Abstract :
[en] The purpose of our project is to apply digital methods of so-called “distant reading”, i.e., computational techniques for analyzing large collections of text, to identify patterns in large quantities of academic publications on two regional languages in the Low Countries. In the first stage of this project, we have scraped hundreds of academic publications from 1800 onwards about the Frisian and Limburgish languages in English-, Frisian-, German-, and Dutch-language publications that are indexed in Google Scholar.
Google Scholar is one of the most comprehensive search engines and aggregators of academic publications and scholarly literature [1]. However, despite its search engine offering a very high recall of academic publications [2], its precision is often insufficient to conduct systemic reviews or accurate analyses. To address this imprecision and extract relevant publications, we have combined precise search query logic to filter publications on Frisian and Limburgish and a layer of relevance filtering through a Large Language Model. The resulting publications are manually verified through random sampling.

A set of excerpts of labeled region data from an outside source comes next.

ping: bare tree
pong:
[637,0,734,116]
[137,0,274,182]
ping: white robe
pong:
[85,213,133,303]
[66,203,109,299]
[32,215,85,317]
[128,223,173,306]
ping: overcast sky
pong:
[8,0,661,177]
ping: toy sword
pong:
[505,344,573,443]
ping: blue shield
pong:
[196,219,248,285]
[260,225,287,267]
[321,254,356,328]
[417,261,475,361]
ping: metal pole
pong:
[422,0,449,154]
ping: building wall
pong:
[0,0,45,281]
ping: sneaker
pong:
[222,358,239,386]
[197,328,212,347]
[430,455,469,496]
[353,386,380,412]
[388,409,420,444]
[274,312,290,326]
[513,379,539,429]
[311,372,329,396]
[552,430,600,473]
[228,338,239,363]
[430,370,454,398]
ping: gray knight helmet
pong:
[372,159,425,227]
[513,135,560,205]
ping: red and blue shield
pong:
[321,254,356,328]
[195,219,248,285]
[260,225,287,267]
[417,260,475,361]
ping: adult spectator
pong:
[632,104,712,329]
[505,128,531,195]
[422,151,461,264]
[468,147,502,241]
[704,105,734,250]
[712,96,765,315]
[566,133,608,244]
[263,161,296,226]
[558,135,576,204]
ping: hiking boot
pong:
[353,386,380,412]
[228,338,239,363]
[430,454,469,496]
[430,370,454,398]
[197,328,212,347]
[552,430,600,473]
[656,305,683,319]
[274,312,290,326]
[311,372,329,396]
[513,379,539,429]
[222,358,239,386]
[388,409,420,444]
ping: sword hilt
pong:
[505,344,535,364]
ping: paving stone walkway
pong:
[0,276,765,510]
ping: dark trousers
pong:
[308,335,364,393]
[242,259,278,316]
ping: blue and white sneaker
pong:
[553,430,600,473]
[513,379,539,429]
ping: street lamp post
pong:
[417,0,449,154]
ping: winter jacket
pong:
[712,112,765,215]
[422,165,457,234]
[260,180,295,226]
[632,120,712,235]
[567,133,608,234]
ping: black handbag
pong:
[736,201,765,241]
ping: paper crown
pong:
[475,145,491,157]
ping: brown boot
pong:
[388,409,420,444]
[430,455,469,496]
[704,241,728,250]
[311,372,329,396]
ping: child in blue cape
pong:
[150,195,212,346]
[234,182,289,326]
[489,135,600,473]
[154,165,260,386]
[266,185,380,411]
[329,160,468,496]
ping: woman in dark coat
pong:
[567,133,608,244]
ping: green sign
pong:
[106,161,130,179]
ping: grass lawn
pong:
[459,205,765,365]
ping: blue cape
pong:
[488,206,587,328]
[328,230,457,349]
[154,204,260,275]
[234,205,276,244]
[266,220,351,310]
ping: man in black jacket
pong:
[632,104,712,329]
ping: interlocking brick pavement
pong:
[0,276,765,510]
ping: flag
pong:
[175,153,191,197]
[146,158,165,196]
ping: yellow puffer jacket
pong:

This workflow yields an enormous list of academic literature on the Frisian and Limburgish languages in English, Frisian, German, and Dutch.
In our analysis of these publications over time, we have focused on the following six patterns: (1) the amount of academic publications on Frisian and Limburgish; (2) the types of publications, such as (peer-reviewed or non peer-reviewed) academic books, blogs, journals, and theses; (3) the languages in which the publications have been written; (4) the main topics or themes of the publications; (5) the main authors of the publications; (6) the attitudes of the publications towards the status of Frisian and Limburgish as regional languages. Our poster presentation shares our first findings and invites the audience for a discussion about possible correlations, explanations, and limitations.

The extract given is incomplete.